Jared Kushner, President Donald Trump’s son-in-law, is playing a central role in the largest private equity buyout in history.
Electronic Arts, the video game giant behind “Madden NFL,” “Battlefield,” and “The Sims,” plans to sell for $52.5 billion. The investor group includes Silver Lake Partners, Saudi Arabia’s sovereign wealth fund, PIF, and Affinity Partners, the firm run by Kushner. EA shareholders will receive $210 per share.
The deal’s value rises to $55 billion when debt is included. That far surpasses the 2007 TXU buyout, which set a record of $32 billion. EA, founded in 1982, will end its 36-year run as a public company and return to private ownership.
Kushner praised the acquisition, calling EA “an extraordinary company with a world-class management team and a bold vision for the future,” according to AP News. He added, “I’ve admired their ability to create iconic, lasting experiences, and as someone who grew up playing their games — and now enjoys them with his kids — I couldn’t be more excited about what’s ahead.”

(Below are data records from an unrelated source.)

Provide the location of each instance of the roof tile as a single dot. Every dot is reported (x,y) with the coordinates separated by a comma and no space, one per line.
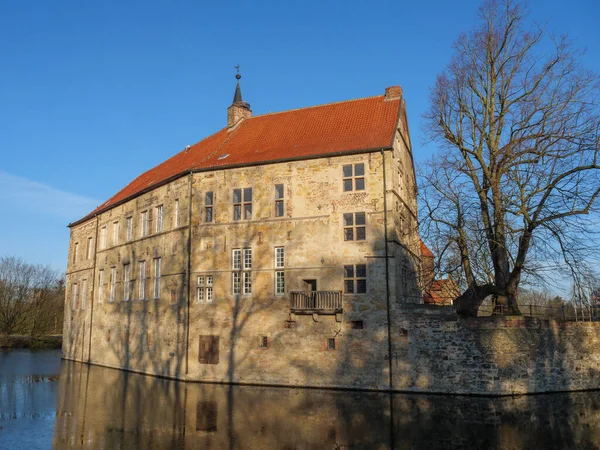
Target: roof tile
(334,128)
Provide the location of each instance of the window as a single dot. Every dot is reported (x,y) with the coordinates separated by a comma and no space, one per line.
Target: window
(126,282)
(83,293)
(208,207)
(279,200)
(247,258)
(279,274)
(280,283)
(331,344)
(144,223)
(279,257)
(100,285)
(115,233)
(205,289)
(157,262)
(247,282)
(159,214)
(113,283)
(142,280)
(176,215)
(354,226)
(354,177)
(129,224)
(103,237)
(355,279)
(400,178)
(263,342)
(74,295)
(357,325)
(242,277)
(242,204)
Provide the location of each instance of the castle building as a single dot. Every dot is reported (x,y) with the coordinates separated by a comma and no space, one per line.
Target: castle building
(276,251)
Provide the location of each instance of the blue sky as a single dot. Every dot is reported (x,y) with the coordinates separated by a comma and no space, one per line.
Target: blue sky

PIF, already EA’s largest insider shareholder, plans to roll over its 9.9% stake. Analysts noted the deal aligns with Saudi Arabia’s growing presence in the gaming industry. Andrew Marok of Raymond James wrote, “The Saudi PIF has been a very active player in the video gaming market since 2022 … and the EA deal would represent the biggest such move to date by some distance.”
EA CEO Andrew Wilson, who has led the company since 2013, will remain in his role. The company will keep its headquarters in Redwood City, California.
Analysts disagree on the fairness of the $210-per-share price. Mike Hickey of The Benchmark Company said, “This transaction is a self-serving, opportunistic move by management and the investor group.”
Nick McKay of Freedom Capital Markets countered that the backing will allow EA to pursue long-term growth, “too risky or expensive as a public company.”
EA shares rose 15% on September 26 after rumors of a deal spread. They gained an additional 5% following the announcement. Shareholders still must approve the buyout. The firms expect to close in the first quarter of fiscal 2027.